Фел Дорон кивнул и засветил лампу. На мгновение он поднял лампу и окинул Эллен оценивающим взглядом. Девушка, поняв, что находится под наблюдением свободного мужчины, как и положено, опустилась на колени.

— Несомненно, заниматься конфискацией рабынь по ночам дело менее болезненное, — пробормотал Фел Дорон.

— Мы заберем ее с собой, — бросил Порт. — У нас есть планы на нее.

Это заявление поразило Эллен. Как они могли взять ее с собой? Разве она не была конфискована? Разве на ее шее не висел косианский жетон?

Фел Дорон с лампой в руке вышел наружу, но вернулся буквально через мгновение и доложил:

— Сделано.

— Собирайте свои вещи, какие сочтете необходимыми, — приказал Порт своим помощникам Фелу Дорону и Терсию Майору. — Этой ночью мы вылетаем.

— Эй, что здесь происходит? — спросил озадаченный Селий Арконий.

— Селий, займешься рабыней — велел ему Порт. — Накормить и напоить. Проконтролируй, чтобы она облегчилась.

— Хорошо, — растерянно кивнул Селий.

— Как закончишь с ней, — добавил тарнмейстер, — спустись вниз и попытайся выяснить, что творится на улицах.

— Все сделаю, — заверил его молодой человек.

Когда Эллен подняла взгляд, то различила в полумраке смутные очертания фигуры Селия Аркония, возвышавшегося над ней. Пожалуй, это было не то зрелище, которое она больше всего мечтала увидеть.

— Ой! — взвизгнула она от боли.

Молодой человек схватил ее за волосы и, рывком поставив на ноги, тут же согнул в поясе, удерживая голову девушки у своего бедра. Эллен вынуждена была торопливо переставлять ноги, чтобы не свалиться. Она попыталась ухватиться руками за его толстое запястье.

— Пожалуйста, Господин! — простонала рабыня. — Остановитесь! Вы делаете мне больно!

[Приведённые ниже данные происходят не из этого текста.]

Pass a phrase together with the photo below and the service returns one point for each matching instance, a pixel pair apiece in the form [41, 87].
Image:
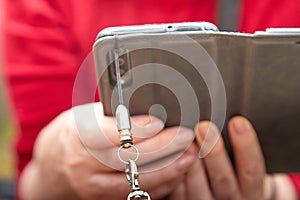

— Заткнись, шлюха, — буркнул он.

Селий притащил девушку на кухню и толкнул на пол, велев встать на колени, а сам взял миску и, бросив ее себе под ноги, пинком отправил к Эллен. Потом он поднял мешочек и вытряхнул из него в миску несколько кружков печенья, прогрохотавших по ее дну. Эллен в муке подняла на него взгляд. Но Селий снял крюка рабскую плеть и, качнув ею, приказал:

— Ешь!

Девушка немедленно склонила голову и, опустившись на четвереньки, занялась печеньем. Печенье было сухим, и есть его оказалось делом нелегким, и Эллен подняла голову и умоляюще посмотрела на мужчину. Однако тот лишь поднял руку с плетью. У нее не оставалось иного выбора, кроме как снова уткнуться миску. Возможно, Эллен была медлительной, а может, это он потерял терпение, но Селий схватил ее за волосы левой рукой и, поставив вертикально, достал из миски последние два куска печенья и сунул ей в рот. С запястья его руки свисала плеть, покачивавшаяся рядом с правой щекой Эллен. Она попыталась прожевать, испуганно косясь на плеть, но сухое печенье поддавалось плохо. Тогда Эллен, задыхаясь, принялась глотать толком непрожеванные комки, изо всех сил проталкивая их в горло. Она все еще пыталась перевести дух, когда Селий поставил перед ней миску с водой, к которой она, было, с благодарностью потянулась руками, но была остановлена, выставленной перед ней плетью. Девушка подняла жалобный взгляд на мужчину, но его глаза были строги.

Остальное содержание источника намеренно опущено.